“Tugas” sem glória e voleibol português a encantar no Mundial

Uma imagem marca, ainda com grande intensidade, a memória desportiva de Portugal, no ano que está prestes a terminar: o soco de João Vieira Pinto ao árbitro argentino Angel Sanchez, prenúncio de uma saída sem glória do Mundial de futebol por parte dos “tugas”

A poucos dias do final de 2002, o “fatídico” 14 de Junho, com a expulsão do jogador português e a derrota ante a Coreia do Sul, assinala uma recordação desagradável, mas bem presente. Candidato ao título, Portugal acabava de deixar a competição pela porta baixa.

Em ano de Campeonato do Mundo de futebol, com toda a normalidade o destaque foi para o torneio que decorreu na Coreia do Sul e Japão, e que culminou com o “penta” do Brasil, de Ronaldo, Rivaldo, Ronaldinho e Roberto Carlos, entre outros.

Portugal, com uma inesperada derrota com os EUA (2-3) e uma goleada à Polónia (4-0), precisava de ganhar à Coreia do Sul para prosseguir em prova mas acabou derrotado (0-1), reduzido a nove (expulsões de João Vieira Pinto e Beto) e com a moral bem em baixo.

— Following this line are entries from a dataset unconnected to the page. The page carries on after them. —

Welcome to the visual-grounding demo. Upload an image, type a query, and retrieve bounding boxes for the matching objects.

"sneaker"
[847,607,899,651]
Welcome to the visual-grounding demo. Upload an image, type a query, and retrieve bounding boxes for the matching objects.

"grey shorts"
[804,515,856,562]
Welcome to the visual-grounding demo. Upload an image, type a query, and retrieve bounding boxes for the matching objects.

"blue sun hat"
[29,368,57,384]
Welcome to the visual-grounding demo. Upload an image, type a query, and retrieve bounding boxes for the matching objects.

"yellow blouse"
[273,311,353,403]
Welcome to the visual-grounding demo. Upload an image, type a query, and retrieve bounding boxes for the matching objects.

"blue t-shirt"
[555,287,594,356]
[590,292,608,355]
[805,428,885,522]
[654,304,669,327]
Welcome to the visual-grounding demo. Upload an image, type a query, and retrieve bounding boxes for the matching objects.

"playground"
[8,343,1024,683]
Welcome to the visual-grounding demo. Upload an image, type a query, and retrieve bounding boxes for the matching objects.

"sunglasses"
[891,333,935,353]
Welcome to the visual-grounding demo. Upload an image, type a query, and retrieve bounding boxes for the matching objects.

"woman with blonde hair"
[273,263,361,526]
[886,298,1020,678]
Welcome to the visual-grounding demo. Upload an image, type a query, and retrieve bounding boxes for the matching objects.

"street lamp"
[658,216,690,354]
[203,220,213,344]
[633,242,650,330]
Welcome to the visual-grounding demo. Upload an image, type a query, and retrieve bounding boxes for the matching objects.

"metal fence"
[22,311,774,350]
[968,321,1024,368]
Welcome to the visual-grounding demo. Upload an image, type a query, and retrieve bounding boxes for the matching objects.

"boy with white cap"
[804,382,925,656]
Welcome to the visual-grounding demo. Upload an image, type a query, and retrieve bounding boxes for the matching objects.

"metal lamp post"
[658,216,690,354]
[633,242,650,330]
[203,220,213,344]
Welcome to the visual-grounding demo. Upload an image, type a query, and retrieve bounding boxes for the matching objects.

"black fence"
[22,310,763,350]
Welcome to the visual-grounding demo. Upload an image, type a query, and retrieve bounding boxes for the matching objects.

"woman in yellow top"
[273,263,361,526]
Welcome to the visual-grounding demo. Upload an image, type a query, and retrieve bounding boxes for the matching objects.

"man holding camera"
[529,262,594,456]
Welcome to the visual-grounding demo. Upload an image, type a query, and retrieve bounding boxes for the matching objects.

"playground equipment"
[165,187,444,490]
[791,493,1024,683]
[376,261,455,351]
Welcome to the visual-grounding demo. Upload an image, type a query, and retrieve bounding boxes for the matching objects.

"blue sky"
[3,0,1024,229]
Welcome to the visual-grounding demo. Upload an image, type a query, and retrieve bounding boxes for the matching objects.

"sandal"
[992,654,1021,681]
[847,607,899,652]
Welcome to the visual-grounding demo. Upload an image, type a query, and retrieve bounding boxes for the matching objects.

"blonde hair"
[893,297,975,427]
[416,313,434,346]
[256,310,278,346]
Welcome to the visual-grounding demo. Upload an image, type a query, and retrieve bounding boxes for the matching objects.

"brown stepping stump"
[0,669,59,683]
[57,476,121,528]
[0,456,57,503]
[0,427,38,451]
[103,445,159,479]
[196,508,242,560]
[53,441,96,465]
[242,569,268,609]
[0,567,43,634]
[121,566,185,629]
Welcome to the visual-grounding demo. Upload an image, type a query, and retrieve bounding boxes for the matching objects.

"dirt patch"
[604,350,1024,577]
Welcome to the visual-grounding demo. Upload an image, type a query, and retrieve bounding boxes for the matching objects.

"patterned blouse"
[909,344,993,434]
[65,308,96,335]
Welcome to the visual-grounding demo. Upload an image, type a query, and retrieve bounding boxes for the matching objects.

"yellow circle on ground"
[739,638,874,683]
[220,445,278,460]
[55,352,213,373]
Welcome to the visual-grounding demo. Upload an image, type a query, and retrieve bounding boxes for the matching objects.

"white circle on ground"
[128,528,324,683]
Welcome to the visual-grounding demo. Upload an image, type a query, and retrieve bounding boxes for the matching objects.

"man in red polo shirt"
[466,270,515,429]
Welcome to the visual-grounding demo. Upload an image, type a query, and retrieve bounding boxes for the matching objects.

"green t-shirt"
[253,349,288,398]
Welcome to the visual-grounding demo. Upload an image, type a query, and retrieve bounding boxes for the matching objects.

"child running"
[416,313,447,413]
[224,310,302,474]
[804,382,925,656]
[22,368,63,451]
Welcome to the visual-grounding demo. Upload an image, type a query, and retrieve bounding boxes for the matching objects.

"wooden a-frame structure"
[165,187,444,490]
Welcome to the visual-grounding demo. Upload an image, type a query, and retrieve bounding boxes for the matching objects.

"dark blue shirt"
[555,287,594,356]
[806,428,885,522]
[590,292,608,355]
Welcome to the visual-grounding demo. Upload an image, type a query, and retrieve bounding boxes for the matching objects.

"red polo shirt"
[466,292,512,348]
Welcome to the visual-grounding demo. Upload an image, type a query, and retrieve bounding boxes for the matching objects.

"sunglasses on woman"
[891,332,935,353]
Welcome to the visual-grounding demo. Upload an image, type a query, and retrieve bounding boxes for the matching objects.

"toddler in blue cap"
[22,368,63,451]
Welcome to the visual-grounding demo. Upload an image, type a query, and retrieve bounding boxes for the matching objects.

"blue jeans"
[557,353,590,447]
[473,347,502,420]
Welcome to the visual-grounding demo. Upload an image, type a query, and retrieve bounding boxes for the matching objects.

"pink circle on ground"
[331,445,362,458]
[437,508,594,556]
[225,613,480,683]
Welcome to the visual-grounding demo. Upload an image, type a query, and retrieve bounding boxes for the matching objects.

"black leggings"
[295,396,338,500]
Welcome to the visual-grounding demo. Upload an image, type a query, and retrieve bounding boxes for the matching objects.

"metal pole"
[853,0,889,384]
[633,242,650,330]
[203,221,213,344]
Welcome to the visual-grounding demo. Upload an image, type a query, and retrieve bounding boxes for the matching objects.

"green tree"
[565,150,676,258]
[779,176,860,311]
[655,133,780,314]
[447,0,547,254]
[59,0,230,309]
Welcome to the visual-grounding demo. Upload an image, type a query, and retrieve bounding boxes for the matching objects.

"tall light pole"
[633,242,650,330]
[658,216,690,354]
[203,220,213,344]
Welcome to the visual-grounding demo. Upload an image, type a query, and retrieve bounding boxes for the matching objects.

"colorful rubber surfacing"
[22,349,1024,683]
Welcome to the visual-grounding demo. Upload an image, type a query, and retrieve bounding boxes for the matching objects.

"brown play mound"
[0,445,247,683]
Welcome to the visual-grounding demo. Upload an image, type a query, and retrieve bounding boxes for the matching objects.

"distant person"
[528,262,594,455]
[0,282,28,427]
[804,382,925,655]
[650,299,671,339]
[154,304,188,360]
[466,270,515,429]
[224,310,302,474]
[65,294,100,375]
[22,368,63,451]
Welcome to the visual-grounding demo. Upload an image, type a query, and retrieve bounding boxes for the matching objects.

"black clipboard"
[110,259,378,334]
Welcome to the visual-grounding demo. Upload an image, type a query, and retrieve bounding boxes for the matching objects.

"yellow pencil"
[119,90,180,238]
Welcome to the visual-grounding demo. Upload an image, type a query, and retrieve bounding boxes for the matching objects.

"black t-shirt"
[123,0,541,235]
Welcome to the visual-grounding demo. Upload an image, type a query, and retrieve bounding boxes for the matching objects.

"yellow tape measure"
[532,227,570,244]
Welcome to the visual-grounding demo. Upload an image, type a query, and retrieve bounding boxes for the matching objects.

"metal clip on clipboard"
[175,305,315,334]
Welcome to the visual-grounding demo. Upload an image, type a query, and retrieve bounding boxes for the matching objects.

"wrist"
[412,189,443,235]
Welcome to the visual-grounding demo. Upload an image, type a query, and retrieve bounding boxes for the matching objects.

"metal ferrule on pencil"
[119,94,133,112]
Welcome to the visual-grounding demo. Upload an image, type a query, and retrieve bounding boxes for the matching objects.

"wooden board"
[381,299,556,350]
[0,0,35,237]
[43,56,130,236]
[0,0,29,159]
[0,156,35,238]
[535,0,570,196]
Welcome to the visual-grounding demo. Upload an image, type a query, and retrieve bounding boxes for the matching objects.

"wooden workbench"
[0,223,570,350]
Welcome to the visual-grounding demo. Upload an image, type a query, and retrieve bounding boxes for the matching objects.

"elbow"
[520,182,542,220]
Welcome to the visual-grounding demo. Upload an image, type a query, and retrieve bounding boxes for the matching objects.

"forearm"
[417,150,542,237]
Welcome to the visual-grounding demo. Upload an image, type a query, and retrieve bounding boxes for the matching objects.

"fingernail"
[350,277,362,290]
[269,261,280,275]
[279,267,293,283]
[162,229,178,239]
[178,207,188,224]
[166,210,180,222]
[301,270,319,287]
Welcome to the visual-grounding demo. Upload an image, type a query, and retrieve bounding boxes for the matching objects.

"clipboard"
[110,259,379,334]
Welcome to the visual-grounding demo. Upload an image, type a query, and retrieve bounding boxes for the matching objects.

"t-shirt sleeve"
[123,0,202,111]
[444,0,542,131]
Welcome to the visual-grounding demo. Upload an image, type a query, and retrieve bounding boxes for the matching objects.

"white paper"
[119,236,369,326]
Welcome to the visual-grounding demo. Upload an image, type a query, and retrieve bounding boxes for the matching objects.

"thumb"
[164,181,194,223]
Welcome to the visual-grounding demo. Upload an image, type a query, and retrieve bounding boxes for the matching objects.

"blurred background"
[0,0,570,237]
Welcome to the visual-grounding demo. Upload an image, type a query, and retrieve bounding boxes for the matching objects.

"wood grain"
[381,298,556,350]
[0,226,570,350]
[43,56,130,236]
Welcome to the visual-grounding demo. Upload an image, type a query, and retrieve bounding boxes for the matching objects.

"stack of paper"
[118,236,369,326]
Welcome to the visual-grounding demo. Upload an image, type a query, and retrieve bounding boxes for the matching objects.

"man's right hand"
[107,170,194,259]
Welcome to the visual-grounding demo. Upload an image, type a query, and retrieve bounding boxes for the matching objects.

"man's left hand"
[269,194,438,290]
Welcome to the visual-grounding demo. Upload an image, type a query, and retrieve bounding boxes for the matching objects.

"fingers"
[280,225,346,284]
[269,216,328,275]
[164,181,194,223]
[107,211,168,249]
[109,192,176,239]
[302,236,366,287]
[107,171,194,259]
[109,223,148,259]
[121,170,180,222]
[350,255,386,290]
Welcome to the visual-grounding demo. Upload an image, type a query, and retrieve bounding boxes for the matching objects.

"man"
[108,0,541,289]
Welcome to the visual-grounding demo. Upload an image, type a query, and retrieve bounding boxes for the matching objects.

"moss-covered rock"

Para a recuperar, tem agora a ocasião soberana do Euro’2004, em Portugal, e para isso contratou o treinador dos campeões do Mundo, Luiz Felipe Scolari.

O Euro’2004 já “mexe” e os últimos meses foram de intenso trabalho na construção ou remodelação dos dez estádios eleitos. A nova Luz recupera tempo de forma notável e apenas o mais complicado estádio de Braga, incrustado na pedra do Monte Castro, tem atraso assinalável.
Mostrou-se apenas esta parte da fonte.